Die Demokratie ist kein Ponyhof!
Ein Problem der Demokratie, ihr inhärent, aber in ihren derzeitigen Verschärfungen und/als Abstumpfungen womöglich höchst virulent, ist, daß ihr Souverän problematisch ist: Ein demos, der in „Filterblasen” steckt, uninformiert, was er aber vielleicht sein kann, er ist ja keine Epistemokratie und kein „Gedankenexperiment der Vernünftigen”, dem „Mehrheitswille(n)” bis zur Pöbelherrschaft verbunden – er selbst instabil, und zwar gerade auch, weil er all das nicht sein wolle, aber noch damit abgleiten kann, das nicht sein zu wollen…
Wäre es doch so einfach, daß man eine letzte Instanz hätte! Aber davon emanzipiert sich Demokratie, und damit noch von der „Vernünftigkeit” – Marie-Luisa Frick geht diesen also „konzeptuellen Spannungen” nach, und zwar unter dem Gesichtspunkt, wie man dann das Inakzeptable im Vielleicht-gerade-noch-Akzeptablen behandeln solle, den Feind im Demokratischen und auch noch des Demokratischen.
Dabei zeigt sich viel Grundsätzliches. Und die Autorin formuliert auch allerlei an Details:
– etwa, daß ein Disput „verborgen” sein kann: Es ist, so Frick, beispielsweise ein Vorurteil, daß allein zwischen Rechten und Islamisten eine Opposition bestehe – und man könnte sogar fragen: Besteht sie? Jedenfalls gibt es aber auch den Konflikt zwischen dem Salafismus und dergleichen einerseits und andererseits den Linken, die mit den Feudal-Theokraten (Frick bietet keinen Ausdruck, dieser ist natürlich eine Notlösung) natürlich überhaupt nicht können; oder nicht können dürften, bloß sagen das nur die von ihren Lagern als linke Skandalnudeln Denunzierten, sei’s Slavoj Žižek, sei’s in Österreich der Grüne a.D. Peter Pilz, derweil der Konflikt sozusagen „schlummert”.
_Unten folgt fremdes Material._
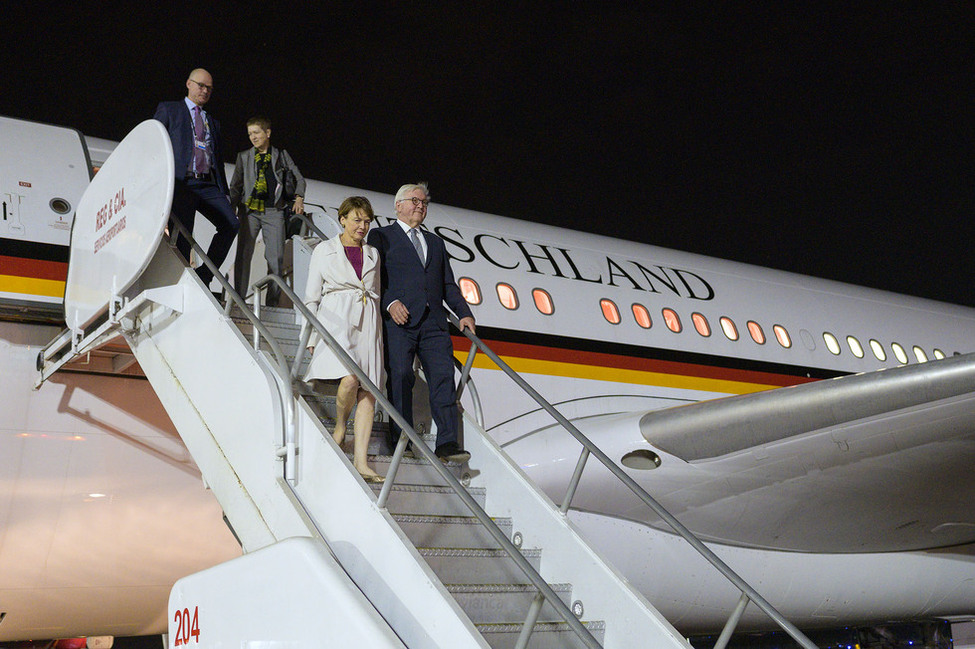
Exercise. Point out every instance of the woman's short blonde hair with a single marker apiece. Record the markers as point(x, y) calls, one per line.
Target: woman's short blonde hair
point(353, 203)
– etwa, daß aber natürlich nicht jeder Islam Islamismus ist und, wichtiger, Islamismus mit dem Islam jedenfalls oft überhaupt nicht zusammenhängt; es aber zu behaupten oder diese Behauptung zuzulassen, ist nicht nur falsch, sondern als Aufwertung von etwas, das womöglich nur kriminell ist, auch keiner „Klugheitslogik” gemäß.
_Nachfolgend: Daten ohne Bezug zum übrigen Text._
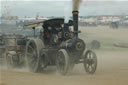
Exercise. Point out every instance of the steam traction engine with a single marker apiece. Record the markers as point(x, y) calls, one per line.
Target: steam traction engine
point(58, 45)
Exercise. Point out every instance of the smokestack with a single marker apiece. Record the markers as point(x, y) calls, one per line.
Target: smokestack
point(75, 22)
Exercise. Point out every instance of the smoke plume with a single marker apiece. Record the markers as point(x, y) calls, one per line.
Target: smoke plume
point(76, 4)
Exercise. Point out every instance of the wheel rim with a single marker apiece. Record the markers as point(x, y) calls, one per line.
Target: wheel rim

– etwa, daß fake news ein Problem sind, aber korrekte Informationen nicht dazu führen, daß Probleme „sich von selbst lösen”: oder es mit ihnen klar wäre, wie (und manchmal ob) man sie lösen solle. Einschätzungen auch korrekter Fakten (immer noch: gemacht), Narrative und Intentionen können divergieren.
– etwa, daß selbst, was stimmt, so verwendet werden kann, daß die Verwendung falsch ist: „Wer den Begriff »Populist« […] gebraucht, […] steht inmitten des politischen Kampfplatzes”, immer, auch wenn es der Populist ist, den er zurecht so nennt, angesichts der Unklarheit dessen, was Demokratie ist (und legitimiert), aber auch, weil das in bezug auf das, was man nun selbst wolle, „nicht wirklich etwas” besagt.
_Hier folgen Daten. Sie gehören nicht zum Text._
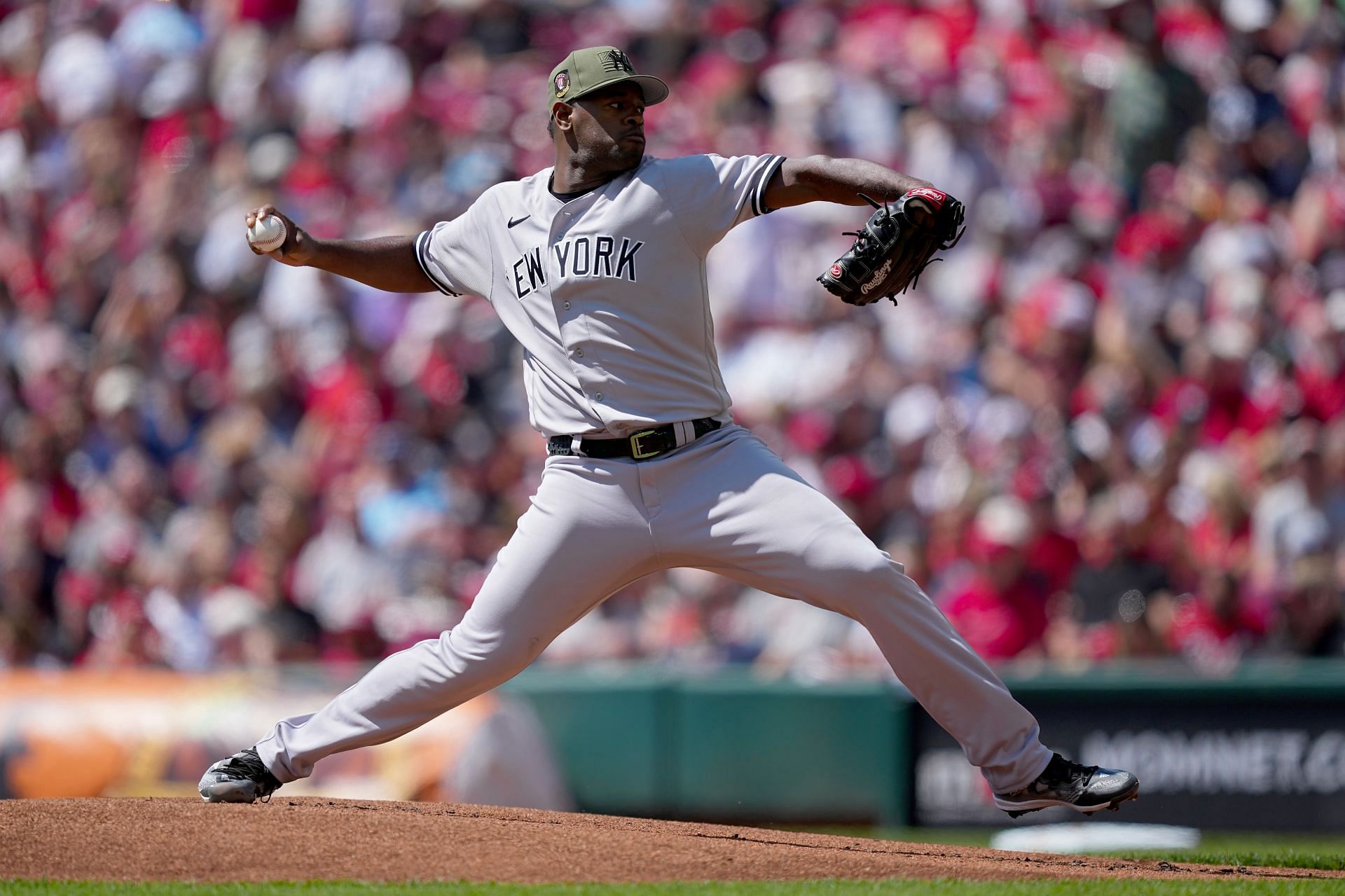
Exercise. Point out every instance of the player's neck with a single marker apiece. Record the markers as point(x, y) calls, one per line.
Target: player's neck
point(573, 175)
– etwa, daß auch eine funktionierende (Basis-)Demokratie nicht vor Widerspruch und sogar Ungehorsam gefeit ist; und dessen Legitimität ist möglich, was sich wie antidemokratisch ausnimmt, ist das Leben der Demokratie, weder als der Vernünftigkeit widersprechend abzutun, wie die Autorin klug zeigt, noch mit Reziprozitätshinweisen abzulehnen, wie es die Autorin weniger überzeugend tut … und wenig überzeugend ist es erst recht angesichts des unlogischen Beispiels, das Frick dann gibt.1 Hier ist eine der wenigen Schwächen des Bändchens, aber im selben Verlag ja eine fabelhafte Textauswahl zum Thema jüngst erschienen.
… – daß Verachtung angemessen sein kann, aber so ausagiert werden muß, daß die verachteten Standards sich in den eigenen zuletzt spiegeln: als „Dehumanisierung”; sie ist „einzufangen”.
Dies plus Exkurse zu Elias Canetti oder Hans Kelsen bietet das pralle Bändchen, das vor lauter Problemen manchmal unrund geriet, aber vielleicht gerade darin ausdrückt: „Es ist alles sehr kompliziert.” Noch dies ist übrigens eine Vereinfachung, würde aber so als Motto für das kleine Buch passen, das zu einer ganzen Reihe allzu einfacher Antworten zumindest bessere Fragen bietet.
Chapeau! Und: Raus aus der „Komfortzone”..!
- 1. Ein Aktivist schneidet ein Loch in einen Grenzzaun und ermöglicht den illegalen Übetrtritt. […] Wäre der Aktivist auch bereit, Andersdenkenden zuzugestehen, private Grenzanlagen zu errichten […]?”
– Dazu müßte erstens der linke Aktivist vielleicht nicht verstanden haben, daß Grenzen paradox wie das Celan’sche Schibboleth ausdrücken können, daß die totale Bewegungsfreiheit ein Privileg ist, vielleicht aber auch genau verstanden, daß die von ihm beschädigte Grenze an diesem Anspruch scheitert und so etwas wie privat ist.
Oder war es ein rechter Aktivist? Die Bollwerke der Rechten sperren diese so sehr ein- wie andere aus, derweil Privilegierte von eben diesen Rechten beim Aufenthaltsstatus womöglich sehr entgegenkommend behandelt werden (http://diepresse.com/home/innenpolitik/bpwahl/4953468/Geld-fuer-Pass-Vor...), womit der Lochschneider vielleicht hier steht … oder zu stehen vorgibt: womit schon unklar ist, wer warum dieses Loch wollen könnte.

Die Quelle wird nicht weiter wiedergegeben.